At first it’s considered nothing much by the bystanders.
“Oh, a rhinoceros” and “Well, of all things” people exclaim over and over again as they watch the pachyderms invade the street, but as the play proceeds, the parade of rhinoceroses becomes a universal conga line.
Woodward, who is staging the play with students in the Daramalan Theatre Company, has been thinking about directing it for over a decade.
“At first I considered writing a play about people putting on Rhinoceros, using actors like Christopher Carroll,” he says, “but eventually I realised the original still says everything.”

Turning humans into rhinoceroses on stage led to early experiments with puppetry and eventually to the use of masks, inspired by those in Free-Rain Theatre’s recent production of Equus.
To be sure, the demanding, highly verbal script filled with Ionesco’s lacerating satire of French intellectuals is top-heavy with polemic that needed tightening.
But even after that, it has demanded rapid-fire dialogue delivered trippingly off the tongue, as Hamlet prescribed, almost like a stylised film noir speech pattern, he says.
Cast members have recently been studying “isms”, the terms people apply to put ideas into pigeonholes, but that won’t get you far in Woodward’s view.
“An actor still has to make his part truthful,” he says, “and the meaning of the play isn’t just in the words, it’s conveyed through visuals and actions.”

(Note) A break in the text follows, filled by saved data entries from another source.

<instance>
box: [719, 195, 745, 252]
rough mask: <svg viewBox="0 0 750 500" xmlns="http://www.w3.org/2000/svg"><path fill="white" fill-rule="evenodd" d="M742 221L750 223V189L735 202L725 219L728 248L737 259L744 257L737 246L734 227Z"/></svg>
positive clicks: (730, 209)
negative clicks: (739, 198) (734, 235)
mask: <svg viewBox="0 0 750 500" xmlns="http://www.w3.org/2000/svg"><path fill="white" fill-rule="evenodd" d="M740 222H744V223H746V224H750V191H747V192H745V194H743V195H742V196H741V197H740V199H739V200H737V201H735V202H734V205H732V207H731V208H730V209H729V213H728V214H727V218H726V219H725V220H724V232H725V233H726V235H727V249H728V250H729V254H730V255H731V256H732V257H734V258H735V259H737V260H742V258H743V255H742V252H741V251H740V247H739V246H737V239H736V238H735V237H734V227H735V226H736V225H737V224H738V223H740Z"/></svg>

Early scenes in rehearsal have leant into physical comedy – slapstick, exaggerated movements, even actors leaping on to tables. But beneath the laughter lies something darker.
The story centres on Bérenger, an ordinary, apathetic office worker, though Woodward doesn’t believe he is an “everyman”. Dismissed as a scruffy loser or a whinger, (that’s what one Daramalan student called him) Bérenger turns out to be the last person resisting the transformation around him.
As more characters succumb, the rhinoceroses become not just normal, but desirable. What first appears ugly grows strangely beautiful in the eyes of the crowd. This shift is most painful in the character of Daisy, Bérenger’s love interest, who chooses to join the herd.
Ironically, it is his very tendency to question and complain that becomes his greatest strength.
“I’m the last man left and I’m staying that way until the end,” Bérenger pleads for humanity as the play ends.
Rhinoceros, Joe Woodward Theatre, Daramalan College, April 18-25.